The man, who identifies himself only as “Bacon Moose,” posted the hilarious video on YouTube.
“Hamming” it up on the video, Bacon goes to the window and tries to present the carefully crafted origami piglets to the clerk, who was not amused.
The clerk, who called a cop in uniform for back-up, refused to accept the money, saying it would take too long to unfold and count them.
Poor Bacon had to sit there and unfold each of his little pet swine, but not before he protested to the clerk that it was perfectly legal tender and he would have paid with a credit card but didn’t want to incur the extra fee they charged.
Those argument are hogwash, lawyers say.
Courts are free to accept or reject whatever form of currency they choose, according to criminal defense attorney Howard Bass.
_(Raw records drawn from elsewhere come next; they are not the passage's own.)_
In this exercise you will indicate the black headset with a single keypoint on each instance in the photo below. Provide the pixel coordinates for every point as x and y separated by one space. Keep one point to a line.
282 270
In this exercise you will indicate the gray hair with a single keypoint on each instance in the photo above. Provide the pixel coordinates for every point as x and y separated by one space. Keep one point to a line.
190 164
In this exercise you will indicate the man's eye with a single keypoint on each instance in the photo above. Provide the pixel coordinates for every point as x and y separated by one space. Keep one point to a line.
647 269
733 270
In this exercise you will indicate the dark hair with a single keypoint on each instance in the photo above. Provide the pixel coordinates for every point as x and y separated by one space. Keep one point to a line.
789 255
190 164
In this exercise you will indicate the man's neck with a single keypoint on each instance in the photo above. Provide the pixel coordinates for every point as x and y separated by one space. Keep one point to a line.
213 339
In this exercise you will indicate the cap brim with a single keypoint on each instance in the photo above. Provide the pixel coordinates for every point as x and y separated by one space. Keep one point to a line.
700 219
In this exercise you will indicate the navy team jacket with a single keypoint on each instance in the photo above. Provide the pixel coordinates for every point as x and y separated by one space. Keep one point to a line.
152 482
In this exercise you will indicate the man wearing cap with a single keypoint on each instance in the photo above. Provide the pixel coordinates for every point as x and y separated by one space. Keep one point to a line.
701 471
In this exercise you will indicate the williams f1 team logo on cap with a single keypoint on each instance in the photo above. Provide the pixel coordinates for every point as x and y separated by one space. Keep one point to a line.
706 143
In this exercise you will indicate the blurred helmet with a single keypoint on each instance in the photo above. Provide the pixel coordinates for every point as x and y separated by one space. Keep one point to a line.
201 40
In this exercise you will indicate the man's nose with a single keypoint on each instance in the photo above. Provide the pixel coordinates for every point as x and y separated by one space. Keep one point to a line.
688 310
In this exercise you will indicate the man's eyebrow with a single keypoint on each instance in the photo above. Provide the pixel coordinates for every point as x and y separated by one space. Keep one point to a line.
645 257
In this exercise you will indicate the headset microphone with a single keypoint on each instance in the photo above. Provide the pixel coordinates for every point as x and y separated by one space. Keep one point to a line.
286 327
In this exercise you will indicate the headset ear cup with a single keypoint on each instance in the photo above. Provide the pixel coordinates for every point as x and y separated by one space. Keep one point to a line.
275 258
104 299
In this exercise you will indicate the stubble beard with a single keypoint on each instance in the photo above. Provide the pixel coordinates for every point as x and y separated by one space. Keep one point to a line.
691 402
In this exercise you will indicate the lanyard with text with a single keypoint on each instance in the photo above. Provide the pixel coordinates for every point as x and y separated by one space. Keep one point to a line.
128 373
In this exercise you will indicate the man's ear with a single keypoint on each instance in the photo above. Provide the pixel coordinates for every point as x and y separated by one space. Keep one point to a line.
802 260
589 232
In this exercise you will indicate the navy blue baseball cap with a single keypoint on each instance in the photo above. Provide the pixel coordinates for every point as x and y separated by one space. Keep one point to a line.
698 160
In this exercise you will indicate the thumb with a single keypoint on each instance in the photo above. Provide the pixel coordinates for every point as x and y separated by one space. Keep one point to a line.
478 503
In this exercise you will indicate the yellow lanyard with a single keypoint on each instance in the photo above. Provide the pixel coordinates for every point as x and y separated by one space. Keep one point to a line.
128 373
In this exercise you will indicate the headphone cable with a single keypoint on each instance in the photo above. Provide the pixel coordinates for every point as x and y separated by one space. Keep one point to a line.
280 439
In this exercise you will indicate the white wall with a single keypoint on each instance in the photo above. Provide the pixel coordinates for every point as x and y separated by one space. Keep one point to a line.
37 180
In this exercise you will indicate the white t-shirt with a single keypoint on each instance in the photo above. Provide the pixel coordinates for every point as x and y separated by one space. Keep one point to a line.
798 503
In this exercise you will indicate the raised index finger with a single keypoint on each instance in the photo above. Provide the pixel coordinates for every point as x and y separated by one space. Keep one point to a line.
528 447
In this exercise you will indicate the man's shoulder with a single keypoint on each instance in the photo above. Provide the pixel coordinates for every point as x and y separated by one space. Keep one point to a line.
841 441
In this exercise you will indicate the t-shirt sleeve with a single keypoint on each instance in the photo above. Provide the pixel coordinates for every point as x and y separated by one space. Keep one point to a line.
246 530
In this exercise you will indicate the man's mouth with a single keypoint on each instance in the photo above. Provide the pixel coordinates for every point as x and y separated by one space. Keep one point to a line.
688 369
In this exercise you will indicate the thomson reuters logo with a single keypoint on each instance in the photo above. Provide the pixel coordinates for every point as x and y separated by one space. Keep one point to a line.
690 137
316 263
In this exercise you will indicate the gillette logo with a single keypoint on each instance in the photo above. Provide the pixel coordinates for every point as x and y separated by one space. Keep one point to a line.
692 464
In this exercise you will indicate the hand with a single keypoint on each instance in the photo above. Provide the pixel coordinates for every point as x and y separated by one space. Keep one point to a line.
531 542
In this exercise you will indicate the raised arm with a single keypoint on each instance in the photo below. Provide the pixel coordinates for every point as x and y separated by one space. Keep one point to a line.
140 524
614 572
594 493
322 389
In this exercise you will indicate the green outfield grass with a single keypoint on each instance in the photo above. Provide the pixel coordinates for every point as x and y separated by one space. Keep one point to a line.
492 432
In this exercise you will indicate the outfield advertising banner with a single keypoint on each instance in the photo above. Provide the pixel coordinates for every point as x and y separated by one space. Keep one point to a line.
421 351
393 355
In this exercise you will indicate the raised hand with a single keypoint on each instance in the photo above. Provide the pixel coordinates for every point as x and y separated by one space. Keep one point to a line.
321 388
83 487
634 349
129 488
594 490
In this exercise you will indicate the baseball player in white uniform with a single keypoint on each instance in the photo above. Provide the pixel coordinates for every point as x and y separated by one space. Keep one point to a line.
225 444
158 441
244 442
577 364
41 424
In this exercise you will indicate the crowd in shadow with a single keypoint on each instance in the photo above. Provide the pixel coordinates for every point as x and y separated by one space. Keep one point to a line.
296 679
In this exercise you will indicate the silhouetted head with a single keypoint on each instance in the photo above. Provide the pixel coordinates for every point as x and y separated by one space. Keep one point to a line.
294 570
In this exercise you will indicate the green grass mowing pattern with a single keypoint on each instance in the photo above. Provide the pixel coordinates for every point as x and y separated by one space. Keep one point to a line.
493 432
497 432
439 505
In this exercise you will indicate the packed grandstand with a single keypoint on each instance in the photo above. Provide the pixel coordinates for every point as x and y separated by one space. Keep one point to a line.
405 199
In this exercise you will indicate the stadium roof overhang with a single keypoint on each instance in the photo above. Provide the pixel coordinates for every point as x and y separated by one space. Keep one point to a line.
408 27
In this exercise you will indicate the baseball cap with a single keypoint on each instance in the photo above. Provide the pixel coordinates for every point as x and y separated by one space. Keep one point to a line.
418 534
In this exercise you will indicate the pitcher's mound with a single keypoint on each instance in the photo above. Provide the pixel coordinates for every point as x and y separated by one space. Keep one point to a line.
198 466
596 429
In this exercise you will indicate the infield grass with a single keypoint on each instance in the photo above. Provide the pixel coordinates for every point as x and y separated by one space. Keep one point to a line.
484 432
Some courts accept only Visa and MasterCard, but not American Express, for example.
A close look at Bacon Moose’s video does show that the sign taped to the window says that personal checks are not accepted.
“What if he had walked up with 13,700 pennies and thrown it down?” Bass asks.
In the past, angry ex-spouses have tried to pay their divorce settlements in truckloads of pennies, but judges put a stop to that.
“One thing about the justice system is that time is money,” says attorney Matthew David Keenan. ”If you’re causing the clerk’s office to take an hour to docket your case, judges will not be happy.”
While you would not technically be breaking any law by getting creative in your payment methods, your ham-handed attempt at civil disobedience will probably back-fire.
“The average judge will think, ‘If I let this guy pay this way, then every one is going to do something nutty,’” said Keenan.
However, if Bacon had refused to unfold the bills and left it unpaid, that may have left him hog-tied.
“There are other ways the police could have obtained a pound of flesh or $137,” says Bass.
Depending on the state and the type of violation, an unpaid ticket can lead to a warrant for your arrest, license revocation or, even worse, taking the money out of your state tax return.
For anybody trying to stay out of additional trouble, apparently like our friend Bacon, that would not be kosher.